[Python-3000] Support for PEP 3131
gproux+py3000 at gmail.com
Fri May 25 07:31:00 CEST 2007
On 5/25/07, Josiah Carlson <jcarlson at uci.edu> wrote:
> a default character set that is allowed. The only character set that
> makes sense as a default, ignoring previously-existing environment
> variables (which don't necessarily help us), is ascii.
This is ignoring the movement in the last 5-10 years that happened in
both the operating systems, filesystems and even language space.
Now, the "standard" allowed charset in all of the above environments
> Why? Primarily because ascii identifiers are what are allowed today,
> and have been allowed for 15 years.
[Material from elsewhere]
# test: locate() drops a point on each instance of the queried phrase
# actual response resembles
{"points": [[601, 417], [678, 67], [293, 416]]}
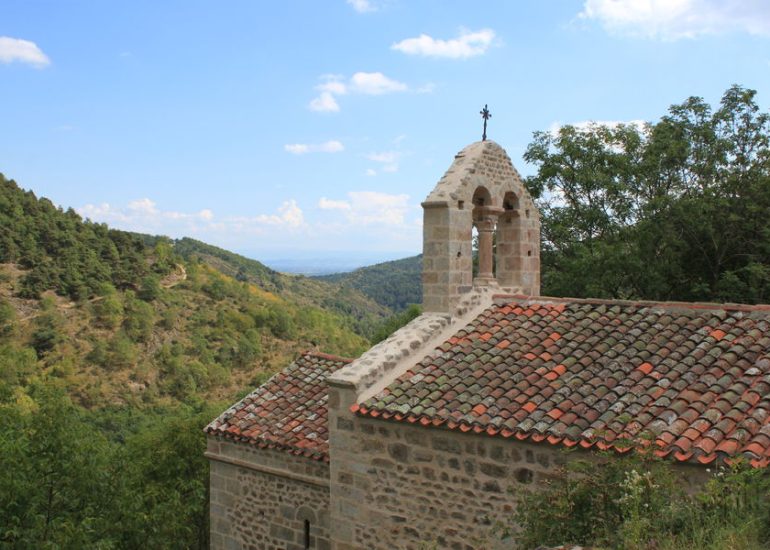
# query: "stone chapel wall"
{"points": [[261, 498], [402, 487], [398, 486]]}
But there is this secondary data
And guess what, they will still be allowed tomorrow... (tongue-in-cheek)
If you look at the typical use case for programs written in python
(usually also in rough order of experience)
A) directly in interpreter (i love that)
B) small-ish one-off scripts
C) middle size scripts
D) multi-module programs made by a single person
E) large-ish programs made by a group of people
Out of these, really only people belonging to category E) are
expressing an opinion that identifiers should stay ASCII forever.
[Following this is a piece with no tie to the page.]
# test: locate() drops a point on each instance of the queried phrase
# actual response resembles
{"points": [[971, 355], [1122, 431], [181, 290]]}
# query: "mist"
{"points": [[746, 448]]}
Those should be the same people who have a strong source code
compliance policy, unit test, lint-izatoin etc...
Unicode support out of the box without constraint strongly benefits
category A-D. (just for the funny story, I was asking the opinion of
my colleague this morning who is a beginner in Visual Basic.NET about
Japanese identifiers, and he was shocked to hear that Python does not
accept Japanese identifiers today out of the box... VB.NET apparently
does and entry level programmers here DO (ab?)use this). Unicode is an
accepted norm isn't it? (even if some extremists in Japan long argue
of the superiority of the local encoding over Unicode but apart on 2ch
this is an old story now)
I think Martin's and my point is that to get people to level E) there
is no reason to put any charset restriction on level A ->D. And when
you are at level E), it is difficult to argue that making a one-time
test at source code checkin time is a bad practice.